A solicitação havia sido apresentada pela Associação Brasileira de Psicologia do Tráfego (Abrapsit), que questionou a validade da Medida Provisória (MP) 1.327/2025, responsável por instituir o cadastro de bons condutores e dispensar esse grupo da realização de exames médicos e psicológicos no momento da renovação do documento.
Na decisão, Flávio Dino entendeu que a entidade não tem legitimidade jurídica para propor a ação no STF. Segundo o ministro, a Abrapsit não preenche os requisitos exigidos para representar, em âmbito nacional, uma categoria profissional de forma homogênea.
“Admitir-se a legitimação extraordinária da Abrapsit significa atribuir-lhe a representação em juízo de interesses de uma comunidade muito mais ampla do que a dos seus associados”, afirmou Dino, ao destacar que a entidade reúne grupos heterogêneos e não comprova atuação efetiva em todo o país.
Com esse entendimento, o ministro também decidiu não analisar o mérito da ação direta de inconstitucionalidade, encerrando o processo sem avaliação do conteúdo da medida.
Renovação automática em vigor
A renovação automática da CNH para motoristas sem multas entrou em vigor no início de janeiro. Para ter acesso ao benefício, o condutor precisa estar inscrito no Registro Nacional Positivo de Condutores (RNPC) e não ter cometido infrações de trânsito nos últimos 12 meses.
Segundo o Ministério dos Transportes, a medida já beneficiou 323.459 motoristas em todo o país.
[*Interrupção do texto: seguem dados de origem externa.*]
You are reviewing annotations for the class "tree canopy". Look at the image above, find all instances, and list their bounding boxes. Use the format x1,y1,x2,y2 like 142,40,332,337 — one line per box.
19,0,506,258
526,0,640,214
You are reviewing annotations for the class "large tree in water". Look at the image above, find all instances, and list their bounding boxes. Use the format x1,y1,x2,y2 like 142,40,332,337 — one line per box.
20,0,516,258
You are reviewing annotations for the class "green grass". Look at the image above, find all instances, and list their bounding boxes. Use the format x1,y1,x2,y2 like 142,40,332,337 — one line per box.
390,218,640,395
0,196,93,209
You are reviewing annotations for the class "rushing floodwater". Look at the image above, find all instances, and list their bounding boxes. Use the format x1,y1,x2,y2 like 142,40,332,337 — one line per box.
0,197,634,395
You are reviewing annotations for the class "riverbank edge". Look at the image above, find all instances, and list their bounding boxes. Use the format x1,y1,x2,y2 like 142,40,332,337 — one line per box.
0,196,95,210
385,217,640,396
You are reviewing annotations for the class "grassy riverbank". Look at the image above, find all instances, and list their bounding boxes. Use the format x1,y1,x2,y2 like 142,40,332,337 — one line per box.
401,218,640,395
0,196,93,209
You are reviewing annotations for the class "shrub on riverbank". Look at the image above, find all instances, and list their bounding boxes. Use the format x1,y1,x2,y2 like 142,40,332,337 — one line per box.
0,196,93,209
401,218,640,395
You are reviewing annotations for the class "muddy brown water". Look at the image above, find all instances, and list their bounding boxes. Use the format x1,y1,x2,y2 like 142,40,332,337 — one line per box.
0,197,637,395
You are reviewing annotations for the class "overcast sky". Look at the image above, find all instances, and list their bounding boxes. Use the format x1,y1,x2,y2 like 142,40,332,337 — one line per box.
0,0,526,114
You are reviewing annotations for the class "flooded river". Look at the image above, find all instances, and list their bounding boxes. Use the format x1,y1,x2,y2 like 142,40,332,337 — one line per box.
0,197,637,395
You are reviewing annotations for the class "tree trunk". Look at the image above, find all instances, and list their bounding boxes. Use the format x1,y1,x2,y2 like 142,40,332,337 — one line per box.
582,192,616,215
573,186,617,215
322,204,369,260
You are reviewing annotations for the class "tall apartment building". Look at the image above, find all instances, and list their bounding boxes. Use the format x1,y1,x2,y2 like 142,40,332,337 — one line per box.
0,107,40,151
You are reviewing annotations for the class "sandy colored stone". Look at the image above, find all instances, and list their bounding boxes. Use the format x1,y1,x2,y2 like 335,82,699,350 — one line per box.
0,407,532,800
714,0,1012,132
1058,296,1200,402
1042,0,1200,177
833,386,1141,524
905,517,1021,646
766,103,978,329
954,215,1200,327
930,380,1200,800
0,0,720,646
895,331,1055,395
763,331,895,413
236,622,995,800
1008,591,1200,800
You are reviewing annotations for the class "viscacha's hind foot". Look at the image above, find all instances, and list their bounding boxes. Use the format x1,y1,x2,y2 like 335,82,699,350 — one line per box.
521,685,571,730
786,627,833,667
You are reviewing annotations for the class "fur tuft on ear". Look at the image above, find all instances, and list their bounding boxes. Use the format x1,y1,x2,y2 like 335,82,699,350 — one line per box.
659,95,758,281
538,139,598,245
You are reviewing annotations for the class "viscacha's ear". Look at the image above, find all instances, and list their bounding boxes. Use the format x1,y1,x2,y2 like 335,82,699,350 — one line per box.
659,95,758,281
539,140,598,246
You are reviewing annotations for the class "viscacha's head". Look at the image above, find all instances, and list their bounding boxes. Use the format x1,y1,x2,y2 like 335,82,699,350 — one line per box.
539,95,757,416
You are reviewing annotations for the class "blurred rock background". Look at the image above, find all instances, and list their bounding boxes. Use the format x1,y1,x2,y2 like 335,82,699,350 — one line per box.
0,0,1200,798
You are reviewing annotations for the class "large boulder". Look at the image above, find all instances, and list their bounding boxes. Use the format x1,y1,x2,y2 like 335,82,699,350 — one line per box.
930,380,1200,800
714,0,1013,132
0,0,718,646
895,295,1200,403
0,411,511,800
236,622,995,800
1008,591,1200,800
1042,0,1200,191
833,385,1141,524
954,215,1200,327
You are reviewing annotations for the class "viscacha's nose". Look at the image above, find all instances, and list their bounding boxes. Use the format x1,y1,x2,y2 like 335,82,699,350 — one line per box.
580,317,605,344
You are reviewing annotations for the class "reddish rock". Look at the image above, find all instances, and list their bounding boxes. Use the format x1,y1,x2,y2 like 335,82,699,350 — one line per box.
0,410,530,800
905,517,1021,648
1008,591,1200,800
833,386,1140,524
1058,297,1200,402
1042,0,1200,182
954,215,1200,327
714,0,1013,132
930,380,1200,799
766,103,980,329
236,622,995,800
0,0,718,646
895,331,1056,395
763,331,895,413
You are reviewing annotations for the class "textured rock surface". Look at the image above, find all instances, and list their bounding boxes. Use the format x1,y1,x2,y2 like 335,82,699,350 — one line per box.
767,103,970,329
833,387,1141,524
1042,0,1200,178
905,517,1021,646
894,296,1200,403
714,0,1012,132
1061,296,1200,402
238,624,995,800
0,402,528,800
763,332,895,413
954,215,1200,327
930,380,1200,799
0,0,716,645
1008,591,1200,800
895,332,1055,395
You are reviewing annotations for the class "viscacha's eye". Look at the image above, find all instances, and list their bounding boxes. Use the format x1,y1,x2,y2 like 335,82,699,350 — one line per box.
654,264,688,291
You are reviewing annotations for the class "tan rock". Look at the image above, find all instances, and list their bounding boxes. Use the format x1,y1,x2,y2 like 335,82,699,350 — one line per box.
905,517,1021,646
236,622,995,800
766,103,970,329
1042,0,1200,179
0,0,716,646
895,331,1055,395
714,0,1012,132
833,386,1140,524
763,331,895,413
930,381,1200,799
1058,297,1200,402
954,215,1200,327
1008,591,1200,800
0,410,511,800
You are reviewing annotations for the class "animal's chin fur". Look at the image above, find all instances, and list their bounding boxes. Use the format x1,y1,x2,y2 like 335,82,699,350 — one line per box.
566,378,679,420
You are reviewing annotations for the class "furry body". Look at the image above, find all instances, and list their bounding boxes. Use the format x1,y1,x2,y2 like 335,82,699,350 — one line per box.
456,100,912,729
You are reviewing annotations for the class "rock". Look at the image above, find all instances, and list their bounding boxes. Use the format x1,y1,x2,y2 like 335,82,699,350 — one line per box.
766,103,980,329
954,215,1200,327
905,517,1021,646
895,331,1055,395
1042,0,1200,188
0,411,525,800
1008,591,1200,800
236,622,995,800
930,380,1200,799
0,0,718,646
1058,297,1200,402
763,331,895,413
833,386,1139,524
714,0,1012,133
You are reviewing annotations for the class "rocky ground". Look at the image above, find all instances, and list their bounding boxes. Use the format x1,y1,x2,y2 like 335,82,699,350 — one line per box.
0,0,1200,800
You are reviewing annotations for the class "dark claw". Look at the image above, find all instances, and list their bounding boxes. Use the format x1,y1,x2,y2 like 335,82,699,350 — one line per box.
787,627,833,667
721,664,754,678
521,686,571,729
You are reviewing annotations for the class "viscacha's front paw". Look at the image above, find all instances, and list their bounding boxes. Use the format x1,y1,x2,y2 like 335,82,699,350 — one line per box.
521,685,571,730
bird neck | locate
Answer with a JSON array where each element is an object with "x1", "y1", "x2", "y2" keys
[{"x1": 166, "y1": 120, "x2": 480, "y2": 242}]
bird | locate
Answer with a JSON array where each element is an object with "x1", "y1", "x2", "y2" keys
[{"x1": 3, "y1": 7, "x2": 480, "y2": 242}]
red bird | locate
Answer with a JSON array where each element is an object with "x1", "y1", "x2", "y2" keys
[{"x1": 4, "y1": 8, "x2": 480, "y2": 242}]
A estimativa é de uma economia de cerca de R$ 226 milhões, valor que inclui taxas e custos com exames que deixaram de ser exigidos.
Ainda de acordo com o governo federal, a nova regra altera a lógica do sistema ao estimular o bom comportamento no trânsito, em vez de focar apenas na punição de infrações.
A Medida Provisória segue em vigor, mas ainda precisa ser analisada pelo Congresso Nacional para se tornar lei definitiva.